I do not get the concepts of the parity change and how do I find the deta (l) for beta decay.

Classify the following decays according to their degree of forbiddenness, all ground states decays.

89Sr (5/2+) -> 89Y (1/2-)
26Al (5+) -> 26Mg (2+)
97Zr (1/2+) -> 97Nb (1/2-)

What are theirs change in parity and deta (L)?
How do you calculate it? Thanks again!

Hey, I don't quite remember this but I'll try to explain how you do it for your first reaction.

At the beginning, you can find the allowed values for L ( the orbital angular momentum ) via the angular momentum addition theorem: L = { |J1-J2|,..,|J1+J2|} in integer steps.

As for the parity, for the 1st example you see that there is a change of parity: 5/2+ goes to 1/2-. This will have an effect on the allowed values of L. For parity to be conserved, you need to have:

parity(Sr) = parity(Y)*parity(L).

parity(L)= (-1)^L
Hence you can see that only L=3 works here.
While doing this, I have assumed a Fermi transition ( the electron & neutrino have opposite aligned spins ).

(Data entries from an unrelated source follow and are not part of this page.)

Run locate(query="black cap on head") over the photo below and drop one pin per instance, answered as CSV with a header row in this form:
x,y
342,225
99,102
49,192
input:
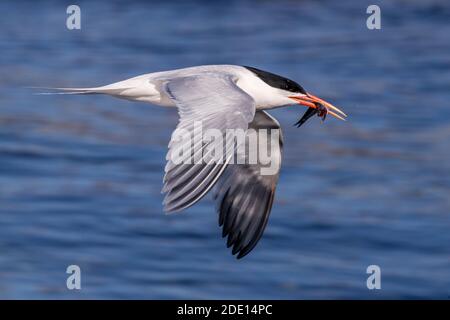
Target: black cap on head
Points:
x,y
277,81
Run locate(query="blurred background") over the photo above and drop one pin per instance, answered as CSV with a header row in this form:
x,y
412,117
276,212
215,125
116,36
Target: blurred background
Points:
x,y
80,177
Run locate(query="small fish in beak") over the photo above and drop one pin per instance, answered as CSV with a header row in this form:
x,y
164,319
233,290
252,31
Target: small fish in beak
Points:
x,y
320,110
316,106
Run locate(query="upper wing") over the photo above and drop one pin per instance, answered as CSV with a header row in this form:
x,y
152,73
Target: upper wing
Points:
x,y
211,101
244,196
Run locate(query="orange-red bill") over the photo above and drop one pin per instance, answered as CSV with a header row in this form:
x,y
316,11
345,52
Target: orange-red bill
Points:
x,y
311,101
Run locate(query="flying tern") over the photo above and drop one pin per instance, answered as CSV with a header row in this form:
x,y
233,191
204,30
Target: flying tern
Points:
x,y
222,97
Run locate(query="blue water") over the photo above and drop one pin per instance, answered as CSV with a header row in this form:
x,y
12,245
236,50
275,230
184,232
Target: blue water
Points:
x,y
80,177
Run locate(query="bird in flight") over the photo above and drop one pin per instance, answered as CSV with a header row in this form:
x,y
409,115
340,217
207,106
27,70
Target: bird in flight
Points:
x,y
221,97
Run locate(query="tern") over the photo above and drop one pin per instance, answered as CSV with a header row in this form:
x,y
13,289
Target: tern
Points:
x,y
221,97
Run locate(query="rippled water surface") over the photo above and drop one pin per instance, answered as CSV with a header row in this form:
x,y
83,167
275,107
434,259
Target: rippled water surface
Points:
x,y
80,177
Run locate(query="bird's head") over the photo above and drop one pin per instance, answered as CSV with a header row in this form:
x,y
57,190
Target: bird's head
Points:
x,y
291,91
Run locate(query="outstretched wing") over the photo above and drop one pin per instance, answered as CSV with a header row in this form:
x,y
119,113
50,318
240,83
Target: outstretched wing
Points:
x,y
207,101
244,193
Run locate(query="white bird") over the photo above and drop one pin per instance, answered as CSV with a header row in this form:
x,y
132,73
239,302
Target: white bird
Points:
x,y
222,97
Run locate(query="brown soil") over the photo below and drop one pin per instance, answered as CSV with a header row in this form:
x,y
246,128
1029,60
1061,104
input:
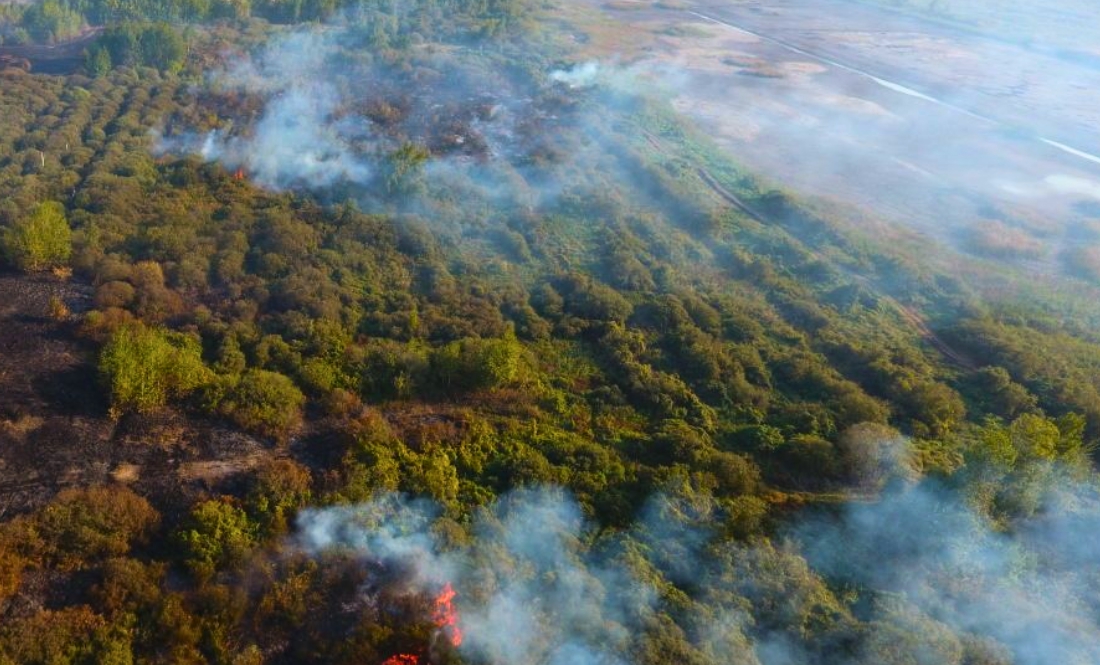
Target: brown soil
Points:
x,y
54,430
64,57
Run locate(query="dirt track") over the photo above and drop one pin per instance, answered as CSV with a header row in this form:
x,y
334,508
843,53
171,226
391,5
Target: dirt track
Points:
x,y
934,129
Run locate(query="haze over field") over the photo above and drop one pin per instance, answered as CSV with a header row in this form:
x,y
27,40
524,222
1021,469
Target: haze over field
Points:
x,y
756,332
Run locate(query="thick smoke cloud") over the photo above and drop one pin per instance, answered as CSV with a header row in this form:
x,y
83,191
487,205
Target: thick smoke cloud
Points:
x,y
298,141
540,596
538,585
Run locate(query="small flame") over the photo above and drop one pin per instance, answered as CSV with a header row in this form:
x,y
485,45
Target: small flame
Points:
x,y
446,617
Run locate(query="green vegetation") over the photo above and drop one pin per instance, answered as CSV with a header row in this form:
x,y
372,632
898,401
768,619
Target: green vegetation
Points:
x,y
143,367
598,317
39,241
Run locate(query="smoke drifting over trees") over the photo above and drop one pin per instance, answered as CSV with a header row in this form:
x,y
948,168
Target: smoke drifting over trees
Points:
x,y
432,333
539,585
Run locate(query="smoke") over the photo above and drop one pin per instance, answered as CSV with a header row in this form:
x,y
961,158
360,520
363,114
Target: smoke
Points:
x,y
927,578
1032,587
529,590
299,140
579,76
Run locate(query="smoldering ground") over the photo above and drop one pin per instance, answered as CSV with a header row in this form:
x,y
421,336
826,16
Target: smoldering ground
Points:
x,y
915,576
320,110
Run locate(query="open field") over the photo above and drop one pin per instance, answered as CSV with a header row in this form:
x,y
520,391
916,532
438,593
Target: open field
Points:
x,y
936,128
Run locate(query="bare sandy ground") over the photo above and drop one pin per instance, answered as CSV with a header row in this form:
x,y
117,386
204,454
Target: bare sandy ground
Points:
x,y
939,129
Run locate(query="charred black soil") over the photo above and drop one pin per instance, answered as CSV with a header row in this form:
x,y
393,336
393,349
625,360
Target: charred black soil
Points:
x,y
54,429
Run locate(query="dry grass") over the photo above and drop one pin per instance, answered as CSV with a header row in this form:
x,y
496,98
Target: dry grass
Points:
x,y
997,240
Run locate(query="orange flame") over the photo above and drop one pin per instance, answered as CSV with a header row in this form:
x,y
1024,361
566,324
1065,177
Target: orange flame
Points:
x,y
446,617
447,623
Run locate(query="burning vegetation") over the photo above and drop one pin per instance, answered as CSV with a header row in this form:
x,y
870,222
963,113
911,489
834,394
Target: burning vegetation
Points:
x,y
446,620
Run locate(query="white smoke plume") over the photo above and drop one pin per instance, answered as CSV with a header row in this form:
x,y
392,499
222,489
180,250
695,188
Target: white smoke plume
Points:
x,y
539,586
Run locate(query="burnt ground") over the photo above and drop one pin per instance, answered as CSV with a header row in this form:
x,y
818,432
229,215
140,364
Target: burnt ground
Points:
x,y
54,430
934,130
61,58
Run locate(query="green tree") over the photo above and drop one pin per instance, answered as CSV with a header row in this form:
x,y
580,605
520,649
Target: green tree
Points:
x,y
144,366
218,533
41,240
263,401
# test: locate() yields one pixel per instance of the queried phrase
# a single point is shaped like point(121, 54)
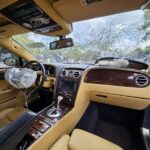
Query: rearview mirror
point(10, 61)
point(62, 43)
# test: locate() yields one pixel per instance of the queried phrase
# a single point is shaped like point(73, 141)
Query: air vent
point(64, 73)
point(76, 74)
point(142, 80)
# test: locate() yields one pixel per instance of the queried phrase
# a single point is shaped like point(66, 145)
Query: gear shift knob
point(59, 99)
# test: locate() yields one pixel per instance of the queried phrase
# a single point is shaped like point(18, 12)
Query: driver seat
point(10, 115)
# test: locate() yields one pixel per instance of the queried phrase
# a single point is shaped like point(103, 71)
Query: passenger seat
point(82, 140)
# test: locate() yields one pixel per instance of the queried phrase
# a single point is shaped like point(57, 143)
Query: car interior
point(68, 106)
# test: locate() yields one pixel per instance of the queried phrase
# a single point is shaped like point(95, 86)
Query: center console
point(68, 84)
point(67, 88)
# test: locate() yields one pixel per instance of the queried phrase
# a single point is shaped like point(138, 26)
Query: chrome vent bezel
point(142, 80)
point(64, 73)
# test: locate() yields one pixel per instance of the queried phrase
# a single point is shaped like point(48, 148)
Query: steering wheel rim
point(42, 69)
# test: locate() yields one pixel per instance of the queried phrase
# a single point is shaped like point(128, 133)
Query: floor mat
point(122, 136)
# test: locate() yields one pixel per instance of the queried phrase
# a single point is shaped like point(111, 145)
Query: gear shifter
point(56, 111)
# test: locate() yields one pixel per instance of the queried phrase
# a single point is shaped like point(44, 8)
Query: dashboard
point(116, 77)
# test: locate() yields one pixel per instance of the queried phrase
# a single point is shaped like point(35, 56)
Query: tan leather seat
point(82, 140)
point(9, 115)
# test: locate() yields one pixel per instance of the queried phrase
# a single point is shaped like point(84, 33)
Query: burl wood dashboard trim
point(114, 77)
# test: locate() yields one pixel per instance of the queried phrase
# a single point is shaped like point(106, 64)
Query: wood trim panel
point(114, 77)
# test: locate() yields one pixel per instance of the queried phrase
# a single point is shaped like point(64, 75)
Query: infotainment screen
point(67, 86)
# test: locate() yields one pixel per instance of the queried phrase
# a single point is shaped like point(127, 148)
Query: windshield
point(125, 35)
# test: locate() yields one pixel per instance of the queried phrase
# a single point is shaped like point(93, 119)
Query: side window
point(3, 55)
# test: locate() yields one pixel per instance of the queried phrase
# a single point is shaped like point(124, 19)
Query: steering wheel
point(40, 79)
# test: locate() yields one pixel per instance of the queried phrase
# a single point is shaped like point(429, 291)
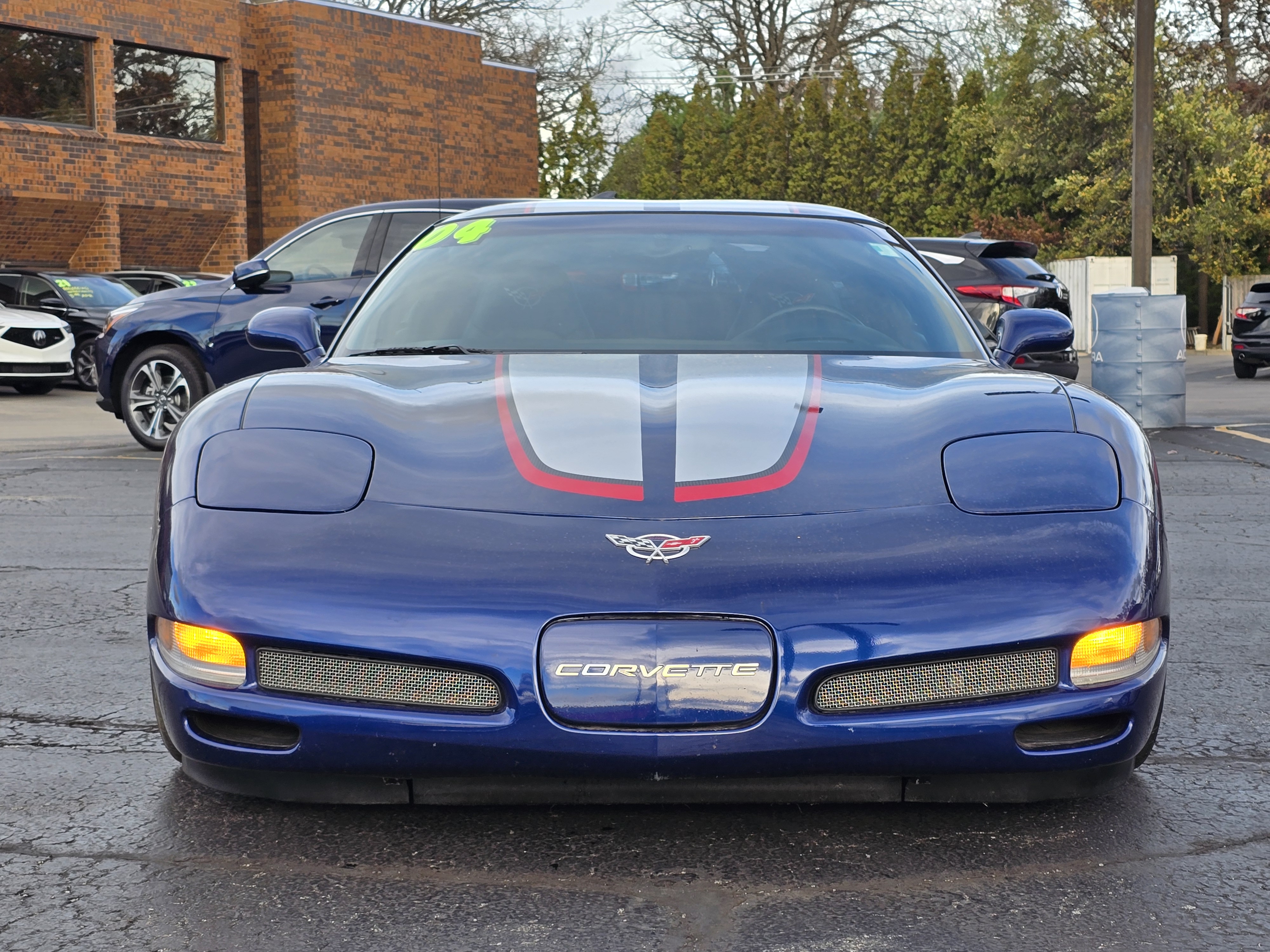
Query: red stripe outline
point(549, 480)
point(774, 480)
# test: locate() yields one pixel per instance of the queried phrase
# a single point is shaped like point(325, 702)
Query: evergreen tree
point(810, 147)
point(587, 149)
point(660, 178)
point(928, 145)
point(891, 140)
point(704, 145)
point(849, 167)
point(624, 175)
point(735, 182)
point(968, 176)
point(972, 93)
point(770, 158)
point(572, 158)
point(552, 167)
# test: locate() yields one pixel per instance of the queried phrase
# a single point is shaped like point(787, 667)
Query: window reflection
point(166, 95)
point(43, 77)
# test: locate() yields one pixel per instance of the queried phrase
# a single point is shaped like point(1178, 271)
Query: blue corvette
point(624, 502)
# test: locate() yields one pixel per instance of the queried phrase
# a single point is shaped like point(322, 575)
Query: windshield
point(660, 282)
point(91, 291)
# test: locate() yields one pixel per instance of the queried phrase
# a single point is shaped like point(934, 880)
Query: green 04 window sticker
point(469, 234)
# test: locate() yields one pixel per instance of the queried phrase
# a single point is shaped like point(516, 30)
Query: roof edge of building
point(355, 8)
point(509, 67)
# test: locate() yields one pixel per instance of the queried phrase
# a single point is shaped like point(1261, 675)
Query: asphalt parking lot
point(105, 845)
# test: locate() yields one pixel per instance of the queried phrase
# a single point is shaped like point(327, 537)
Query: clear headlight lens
point(206, 656)
point(121, 313)
point(1108, 656)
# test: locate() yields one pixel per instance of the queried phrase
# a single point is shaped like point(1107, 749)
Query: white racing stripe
point(736, 413)
point(581, 413)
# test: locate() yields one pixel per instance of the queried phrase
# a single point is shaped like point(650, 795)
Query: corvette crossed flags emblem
point(657, 546)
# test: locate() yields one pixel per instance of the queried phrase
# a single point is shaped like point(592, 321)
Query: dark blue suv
point(161, 355)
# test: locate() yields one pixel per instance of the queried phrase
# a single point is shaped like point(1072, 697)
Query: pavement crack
point(91, 724)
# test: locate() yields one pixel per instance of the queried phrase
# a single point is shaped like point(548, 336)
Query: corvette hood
point(662, 436)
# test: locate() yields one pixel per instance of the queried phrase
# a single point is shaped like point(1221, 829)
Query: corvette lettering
point(657, 546)
point(599, 670)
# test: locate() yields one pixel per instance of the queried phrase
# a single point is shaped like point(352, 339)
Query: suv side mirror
point(1032, 331)
point(294, 329)
point(251, 275)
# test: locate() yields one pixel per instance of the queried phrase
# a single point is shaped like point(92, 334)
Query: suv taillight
point(1009, 294)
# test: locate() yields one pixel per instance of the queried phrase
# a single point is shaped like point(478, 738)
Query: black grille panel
point(37, 338)
point(365, 680)
point(961, 680)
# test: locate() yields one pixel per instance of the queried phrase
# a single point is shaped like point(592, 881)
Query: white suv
point(35, 351)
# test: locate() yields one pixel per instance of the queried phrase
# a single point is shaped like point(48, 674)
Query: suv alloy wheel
point(159, 388)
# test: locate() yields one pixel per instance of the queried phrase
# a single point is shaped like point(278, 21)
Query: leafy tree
point(849, 164)
point(810, 147)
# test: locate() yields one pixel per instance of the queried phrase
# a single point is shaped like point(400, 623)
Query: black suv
point(79, 299)
point(186, 342)
point(994, 277)
point(1252, 337)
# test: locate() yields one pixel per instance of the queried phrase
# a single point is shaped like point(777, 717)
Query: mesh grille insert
point(363, 680)
point(959, 680)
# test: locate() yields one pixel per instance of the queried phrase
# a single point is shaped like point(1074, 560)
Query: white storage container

If they for example they have parallel aligned spins, the transition will be Gamow-Teller and for the allowed values of L you will get only 2 ( you subtract 1 from all the values you got for the allowed values of L you got from the addition theorem ).

So that's it I think. Your transition is 3rd forbidden pure Fermi.

Now try for the next two examples and see if it matches with your school work.